Aliona raconta alors son histoire. Sa mère n’avait pas de mari et elle buvait. Dès que les enfants surent marcher, ils durent aller mendier parce qu’il n’y avait rien à manger. Les voisins et les vendeurs du magasin leur donnaient toujours un petit quelque chose pour qu’ils ne meurent pas de faim. Et un beau matin la mère avait disparu après avoir fermé la porte à clé.
Quand le bois de chauffage fut épuisé et que tout fut gelé dans la maison, Aliona envoya ses petits frère et sœur au lit, si on peut appeler cela ainsi, et leur commanda d’y rester. Elle ne se souvenait plus du moment où elle-même s’était écroulée, sans connaissance. Les voisins furent finalement intrigués qu’il n’y avait plus de signe de vie dans la cabane et découvrirent les trois enfants dans leur misérable situation.
On les plaça alors dans plusieurs centres, en fonction de leur âge, et ils ne se seraient jamais retrouvés, si Poliktin et Valentina ne les avaient pas réunis sous leur toit.
Peu après les Janovsky ont encore accueilli trois autres enfants et fondé ainsi le premier centre familial dans la région de Khmelnitski.

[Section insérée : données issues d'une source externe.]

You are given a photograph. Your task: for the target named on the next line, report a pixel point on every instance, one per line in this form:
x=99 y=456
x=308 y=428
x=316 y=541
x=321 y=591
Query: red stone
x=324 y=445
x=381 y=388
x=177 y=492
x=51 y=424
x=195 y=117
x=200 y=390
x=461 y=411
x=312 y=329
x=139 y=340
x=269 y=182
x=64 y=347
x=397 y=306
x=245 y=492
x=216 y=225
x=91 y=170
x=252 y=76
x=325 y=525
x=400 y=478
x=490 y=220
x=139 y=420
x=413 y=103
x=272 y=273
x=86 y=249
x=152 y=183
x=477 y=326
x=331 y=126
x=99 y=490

Un bâtiment pour le travail parmi les orphelins

Tous deux comprirent bien vite qu’ils ne pourraient pas accueillir chez eux tous les orphelins, ni les enfants des rues dont le nombre augmentait vite en ville. Dans l’arrière-cour d’un grand bâtiment il y avait une petite annexe délabrée où venaient souvent se réfugier des SDF. La municipalité mit cette bâtisse gratuitement à la disposition de Poliktin pour son travail. Aidé de ses quatre garçons, il se mit au travail.

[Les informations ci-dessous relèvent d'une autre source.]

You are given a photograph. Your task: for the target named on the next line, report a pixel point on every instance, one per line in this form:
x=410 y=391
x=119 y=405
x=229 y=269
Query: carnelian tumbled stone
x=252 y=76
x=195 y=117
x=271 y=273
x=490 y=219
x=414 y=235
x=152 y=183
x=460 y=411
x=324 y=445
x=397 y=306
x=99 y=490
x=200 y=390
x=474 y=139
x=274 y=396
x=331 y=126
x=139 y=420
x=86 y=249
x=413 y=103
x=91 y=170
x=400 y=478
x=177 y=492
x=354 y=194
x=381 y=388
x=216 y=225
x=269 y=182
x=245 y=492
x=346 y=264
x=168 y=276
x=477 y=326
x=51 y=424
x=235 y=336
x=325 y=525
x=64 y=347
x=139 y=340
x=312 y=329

Il s’agissait avant tout de relever le plancher, vu qu’il fallait descendre plusieurs marches pour entrer. On y pelleta le chargement de plusieurs camions de sable sur lequel on posa le nouveau plancher. On releva également les fenêtres et les portes. C’est dans ces locaux que Poliktin put « accueillir » les enfants des rues. À table il y avait parfois 65 enfants des rues affamés.
 La chose vint aux oreilles des gens et beaucoup apportèrent de la nourriture, mais on était dans les années 1990, alors que tout le monde avait faim. Un jour quelqu’un apporta un seau de miel et ce jour-là on servit des crêpes au miel, Poliktin ayant pu « se procurer » la farine nécessaire : au moment voulu l’aide nécessaire arriva, on ne sait d’où...

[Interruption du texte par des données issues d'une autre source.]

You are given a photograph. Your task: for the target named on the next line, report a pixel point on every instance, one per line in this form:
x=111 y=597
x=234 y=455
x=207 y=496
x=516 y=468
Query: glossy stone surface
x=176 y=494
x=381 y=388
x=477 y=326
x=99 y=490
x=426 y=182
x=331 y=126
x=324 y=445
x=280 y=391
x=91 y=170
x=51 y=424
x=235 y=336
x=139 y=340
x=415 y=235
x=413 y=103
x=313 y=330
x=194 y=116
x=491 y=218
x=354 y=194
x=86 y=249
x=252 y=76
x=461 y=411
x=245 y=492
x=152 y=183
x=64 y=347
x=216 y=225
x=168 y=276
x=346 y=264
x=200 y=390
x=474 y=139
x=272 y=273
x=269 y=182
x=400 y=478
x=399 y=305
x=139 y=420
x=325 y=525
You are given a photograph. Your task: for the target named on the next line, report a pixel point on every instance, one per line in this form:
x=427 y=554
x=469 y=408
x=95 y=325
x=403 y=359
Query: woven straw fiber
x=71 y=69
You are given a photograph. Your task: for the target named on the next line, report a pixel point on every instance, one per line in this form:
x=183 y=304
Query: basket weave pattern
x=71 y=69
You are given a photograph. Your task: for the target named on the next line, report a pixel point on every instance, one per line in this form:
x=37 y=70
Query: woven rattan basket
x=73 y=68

Entre-temps notre mission avait envoyé des semi-remorques de produits de première nécessité. En l’espace d’un an, en collaboration avec nos frères et sœurs canadiens, nous avons acheminé 11 semi-remorques de vêtements chez Poliktin. Et tout cela, ils l’ont redistribué ; la famille toute entière, du plus grand au plus petit, y a apporté son aide. À cause du décompte réclamé par l’État il fallait noter le nom, l’adresse et le numéro de passeport de chaque destinataire, ainsi que la quantité approximative de produits emportés par chacun. Poliktin put présenter aux contrôleurs de gros livres avec d’innombrables adresses.

Le travail devient trop grand

La nouvelle de la distribution de produits s’est propagée bien au-delà des limites de la ville. Des gens venaient même par le train ; un jour une femme est venue de Crimée chercher des vêtements. Le matin on pouvait compter jusqu’à 300 personnes rassemblées devant le bâtiment de la mission. Et bien que chacun n’eût que 10 minutes pour faire son choix, cela continuait jusque tard le soir, avant que le dernier ait été satisfait. En un an toute la famille en était arrivée à la limite de ses forces. Il ne leur restait que le dimanche pour la vie de famille et pour aller au culte. Mais même le dimanche matin Valentina courait vite à la maison de la mission qui n’était qu’à 100 mètres de l’endroit où ils habitaient alors. Le plus souvent elle y trouvait des gens venus de quelque village ou d’une autre ville et qui avaient dépensé leur dernier argent pour cela. Ceux-là étaient alors servis, même le dimanche.
Mais certains revenaient à une fréquence étonnante. Poliktin demanda à ses enfants de les suivre. Ceux-ci constatèrent que ces gens portaient les affaires au marché pour les y vendre. Il fallait faire quelque chose contre cette dérive. À partir d’un jour fixé Poliktin demanda à ceux qui venait chercher des produits de présenter un certificat officiel attestant leur situation de nécessiteux. Le nombre des jours de distribution fut ramené à deux par semaine et la quantité des livraisons diminuée. Ainsi il restait au moins un peu de temps pour s’occuper des enfants de la rue.
Le plus souvent les enfants des rues ne restaient pas longtemps au même endroit, mais migraient ailleurs. Il y eut pourtant un groupe d’enfants qui resta à proximité de Poliktin. Ils recevaient chaque jour un repas, naturellement très simple, mais c’était en tout cas un repas chaud et ce détail était important. Si les enfants n’avaient pas d’endroit où dormir, ils pouvaient rester dans le bâtiment de la mission. Mais Poliktin insistait pour qu’on n’y apporte ni colle à inhaler, ni alcool, ni cigarettes. Il organisait régulièrement des séances bibliques pour eux et bientôt ils surent par cœur toute une série de cantiques et de versets bibliques.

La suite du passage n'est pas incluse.